Sementara itu secara terpisah, Inggris belum lama ini mengeluarkan amandemen RUU virus corona yang memungkinkan kremasi wajib jika kematian terus melonjak akibat penyakit ini.
Proses kremasi dilarang dalam Islam yang mengharuskan umatnya dikuburkan. Abu Eesa Niamatullah, seorang imam yang berbasis di Manchester, mengatakan umat Islam harus siap untuk menerima perubahan jika situasinya memburuk.

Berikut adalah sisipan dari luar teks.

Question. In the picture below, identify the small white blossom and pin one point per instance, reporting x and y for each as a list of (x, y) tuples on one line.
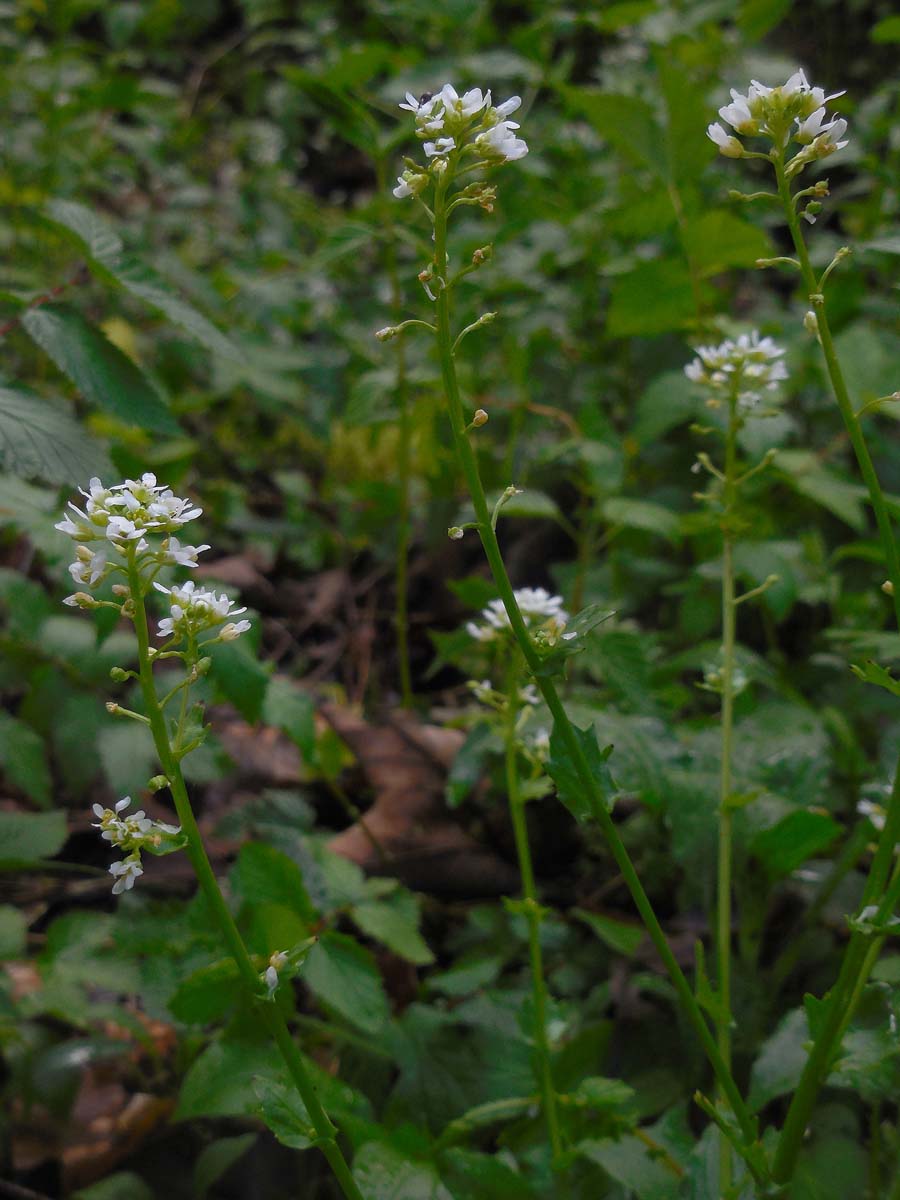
[(193, 610), (125, 874), (748, 366), (540, 611)]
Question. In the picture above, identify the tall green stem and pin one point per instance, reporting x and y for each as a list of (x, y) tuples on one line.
[(858, 959), (401, 575), (723, 929), (268, 1013), (593, 793), (533, 917)]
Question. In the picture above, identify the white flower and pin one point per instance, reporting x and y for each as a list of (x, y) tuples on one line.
[(727, 145), (193, 610), (501, 142), (439, 148), (538, 609), (747, 367), (181, 556), (126, 873)]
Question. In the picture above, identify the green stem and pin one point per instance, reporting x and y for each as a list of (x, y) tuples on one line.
[(468, 463), (723, 929), (268, 1013), (401, 576), (533, 917), (858, 960)]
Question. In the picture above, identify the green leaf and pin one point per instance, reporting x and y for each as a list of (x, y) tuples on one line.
[(103, 249), (562, 768), (215, 1159), (343, 976), (719, 240), (39, 438), (221, 1081), (283, 1111), (384, 1173), (628, 123), (23, 759), (240, 677), (102, 373), (796, 838), (121, 1186), (880, 676), (642, 515), (13, 930), (395, 923), (631, 1163), (652, 298), (483, 1116), (292, 709), (263, 875), (207, 995), (619, 936)]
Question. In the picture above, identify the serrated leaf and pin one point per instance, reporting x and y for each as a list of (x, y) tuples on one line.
[(618, 935), (343, 976), (103, 249), (395, 923), (37, 438), (877, 675), (562, 768), (102, 373)]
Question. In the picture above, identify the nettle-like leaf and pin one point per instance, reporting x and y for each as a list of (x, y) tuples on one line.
[(40, 439), (102, 373), (107, 258), (877, 675)]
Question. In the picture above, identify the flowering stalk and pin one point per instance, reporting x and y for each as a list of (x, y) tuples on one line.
[(533, 913), (495, 143), (737, 375), (796, 112), (124, 520)]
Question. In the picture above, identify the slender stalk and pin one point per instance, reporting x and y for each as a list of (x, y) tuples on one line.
[(468, 463), (533, 917), (723, 927), (858, 960), (401, 575), (268, 1013)]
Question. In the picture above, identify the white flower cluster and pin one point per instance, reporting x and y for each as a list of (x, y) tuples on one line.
[(449, 124), (195, 610), (117, 519), (540, 611), (745, 367), (795, 109), (130, 834)]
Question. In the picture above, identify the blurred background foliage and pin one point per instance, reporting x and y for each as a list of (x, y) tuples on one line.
[(198, 243)]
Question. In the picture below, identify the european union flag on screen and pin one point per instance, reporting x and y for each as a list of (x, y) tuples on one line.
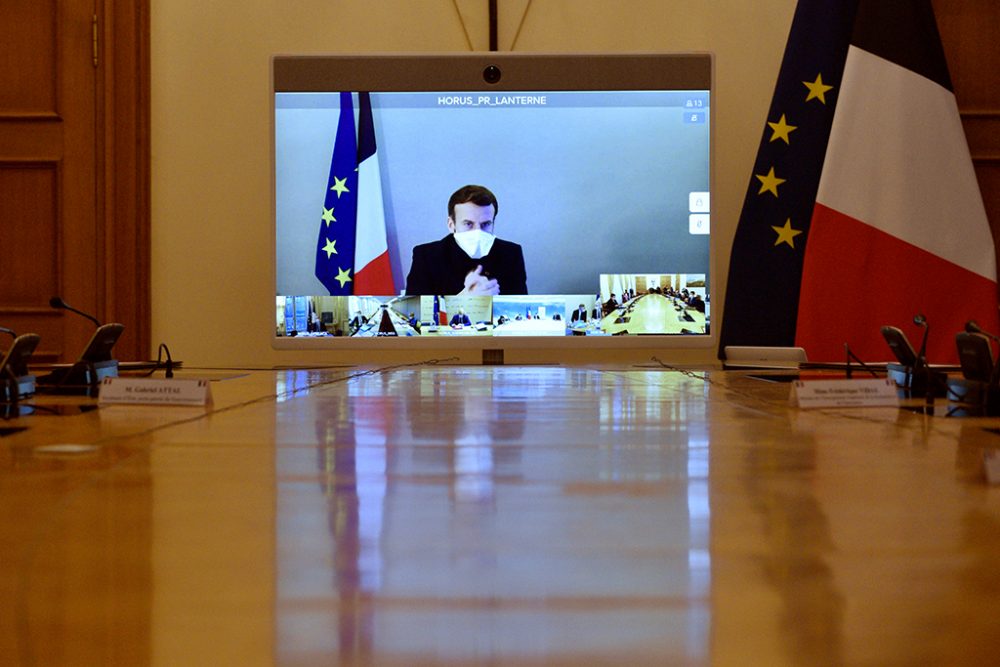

"Kita semua tahu dengan kemampuan kita untuk mengatasi banyak kematian, terutama bagi umat Islam dengan jumlah proses yang diperlukan dan kesakralan tubuh, bahwa ini adalah bidang utama yang menjadi perhatian," katanya dalam sebuah video.
Namun, dengan situasi di AS yang semakin memburuk, kekhawatiran semakin meningkat bahwa undang-undang kremasi dapat berlaku.
"Kami benar-benar optimis dan berharap bahwa komunitas Muslim tidak harus menghadapi itu. Kami berharap bahwa pemerintah juga bekerja sama dan membuat pengecualian bagi komunitas agama, seperti Muslim, untuk memungkinkan mereka melakukannya dengan cara mereka," katanya.